Tragically, prison administrators had ignored events the previous day mandating a lockdown of the facility — an action which would have prevented the assaults.
"These are not assaults — these are attempted murders," Annex CO Bernard Ralph, a member of AFSCME Local 1427 (Council 92) and of ACU’s Advisory Board, told reporters at an AFSCME news conference following the event.
Those attempted murders left the four officers — Richard Johnson, Don Johnson, Christopher Hill and Ian McLean — in the Maryland Shock Trauma Center. Richard Johnson was attacked with a shank and stabbed multiple times in the face, back and shoulder; Don Johnson’s stab wounds — incurred when he came to the aid of his fellow worker — were thankfully less severe; in another building, Hill took 17 stab wounds to the back and face; while McLean suffered massive injuries to his head and arms after falling through a rigged floor grate while backing an inmate out of his cell.
Immediately after the assaults, ACU staff were dispatched to assist Maryland Council 92.
Though the previous day’s incident had resulted in the injury of 12 officers, management had argued that the fight was quelled rapidly enough that the incident did not require a lockdown. It was only after a second day of attacks that management consented. Once instituted, however, there were signs that the lockdown would be prematurely lifted.
AFSCME COs objected.

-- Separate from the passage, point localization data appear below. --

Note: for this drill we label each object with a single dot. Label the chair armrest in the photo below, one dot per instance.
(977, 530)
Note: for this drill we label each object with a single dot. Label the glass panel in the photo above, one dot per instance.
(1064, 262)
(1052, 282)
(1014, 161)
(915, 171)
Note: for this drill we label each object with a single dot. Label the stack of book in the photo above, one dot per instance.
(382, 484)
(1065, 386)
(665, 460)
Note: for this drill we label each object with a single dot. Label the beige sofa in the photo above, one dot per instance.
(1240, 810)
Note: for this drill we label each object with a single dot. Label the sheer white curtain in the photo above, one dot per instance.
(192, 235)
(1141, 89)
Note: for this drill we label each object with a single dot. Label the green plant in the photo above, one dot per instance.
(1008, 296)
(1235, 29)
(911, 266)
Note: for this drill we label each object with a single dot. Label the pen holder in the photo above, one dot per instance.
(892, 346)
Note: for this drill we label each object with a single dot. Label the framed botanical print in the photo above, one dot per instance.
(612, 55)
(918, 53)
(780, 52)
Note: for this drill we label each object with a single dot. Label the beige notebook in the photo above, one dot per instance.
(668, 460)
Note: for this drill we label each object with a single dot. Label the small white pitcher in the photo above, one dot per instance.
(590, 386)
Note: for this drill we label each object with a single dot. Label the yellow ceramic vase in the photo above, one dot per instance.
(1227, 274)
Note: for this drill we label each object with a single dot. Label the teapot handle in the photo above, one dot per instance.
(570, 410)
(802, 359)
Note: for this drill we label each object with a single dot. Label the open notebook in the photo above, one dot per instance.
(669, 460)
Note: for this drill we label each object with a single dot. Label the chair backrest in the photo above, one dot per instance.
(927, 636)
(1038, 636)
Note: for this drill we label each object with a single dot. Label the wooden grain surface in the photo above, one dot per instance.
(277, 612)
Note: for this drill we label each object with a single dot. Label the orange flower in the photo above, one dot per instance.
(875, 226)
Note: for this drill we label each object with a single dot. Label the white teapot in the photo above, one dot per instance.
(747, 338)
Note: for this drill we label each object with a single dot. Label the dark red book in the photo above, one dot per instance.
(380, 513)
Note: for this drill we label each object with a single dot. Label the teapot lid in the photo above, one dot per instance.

Over 100 of them let the governor know how they felt on May 15, when they protested in front of his house.
That same day — with the threat of this protest looming — the state agreed to continue the lockdown until a thorough shakedown could be completed. Manage-ment also agreed to the union’s demand of joint participation in a task force to investigate the two incidents.
Longer-term objectives include addressing the overcrowding and understaffing at the facility; improving the officers’ safety equipment and training; and providing a clear and adequate policy regarding the use of lockdowns.